Carnaval em Porto-Novo, Benim - Bruno Pastre
Carnaval em Porto-Novo, Benim – Bruno Pastre

Chegamos em Porto-Novo dois dias antes das cerimônias do Carnaval, e já no escritório de turismo, encontramos uma descendente de brasileiros, a senhora Correia, que prontamente nos informou sobre o costume de todos os agudás vestirem a mesma roupa durante as festividades. Compramos o tecido e já mandamos fazer uma Bombá (roupa tradicional) para nós.

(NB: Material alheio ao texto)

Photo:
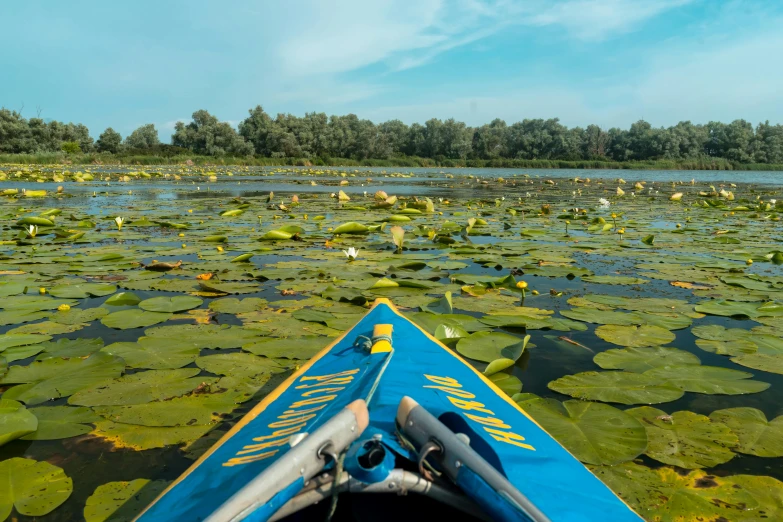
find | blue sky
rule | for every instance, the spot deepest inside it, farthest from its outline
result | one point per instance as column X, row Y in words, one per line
column 610, row 62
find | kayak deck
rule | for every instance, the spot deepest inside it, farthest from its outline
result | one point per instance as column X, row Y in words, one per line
column 435, row 377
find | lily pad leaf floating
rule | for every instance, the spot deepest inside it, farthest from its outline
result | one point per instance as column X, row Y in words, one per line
column 82, row 290
column 488, row 346
column 140, row 438
column 639, row 360
column 178, row 303
column 134, row 318
column 301, row 348
column 757, row 436
column 665, row 494
column 55, row 377
column 15, row 421
column 594, row 433
column 33, row 488
column 448, row 333
column 509, row 384
column 711, row 380
column 61, row 422
column 619, row 387
column 121, row 501
column 141, row 387
column 635, row 336
column 155, row 353
column 761, row 361
column 684, row 438
column 123, row 299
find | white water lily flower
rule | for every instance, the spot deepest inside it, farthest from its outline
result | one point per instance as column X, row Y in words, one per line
column 351, row 254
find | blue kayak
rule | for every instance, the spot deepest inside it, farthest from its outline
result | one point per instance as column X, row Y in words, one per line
column 388, row 408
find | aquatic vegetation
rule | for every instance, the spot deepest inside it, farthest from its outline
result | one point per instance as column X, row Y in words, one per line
column 157, row 329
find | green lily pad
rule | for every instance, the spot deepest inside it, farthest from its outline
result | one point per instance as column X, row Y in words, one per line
column 140, row 438
column 239, row 364
column 61, row 422
column 198, row 409
column 684, row 438
column 302, row 348
column 141, row 387
column 232, row 305
column 123, row 299
column 155, row 353
column 667, row 495
column 134, row 318
column 619, row 387
column 178, row 303
column 121, row 501
column 756, row 435
column 634, row 336
column 761, row 361
column 594, row 433
column 76, row 316
column 639, row 360
column 53, row 378
column 67, row 348
column 614, row 280
column 15, row 421
column 82, row 290
column 11, row 340
column 507, row 383
column 488, row 346
column 205, row 335
column 34, row 488
column 712, row 380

Tirando a comunidade brasileira, esta festa é pouco conhecida na cidade, e para os moradores parece algo bastante estranho…Estranho não, estrangeiro! Apesar de ser chamado de Carnaval, os festejos ocorrem em janeiro, devido às celebrações em louvor a Nosso Senhor do Bonfim. O diferencial de Porto-Novo com relação a outras cidades é que as cerimônias são unificadas, participando muitas famílias sobre a direção da família Amaral, e em espaço público. Em Ouidah, por exemplo, os ritos ocorrem nas casas das famílias e são particulares.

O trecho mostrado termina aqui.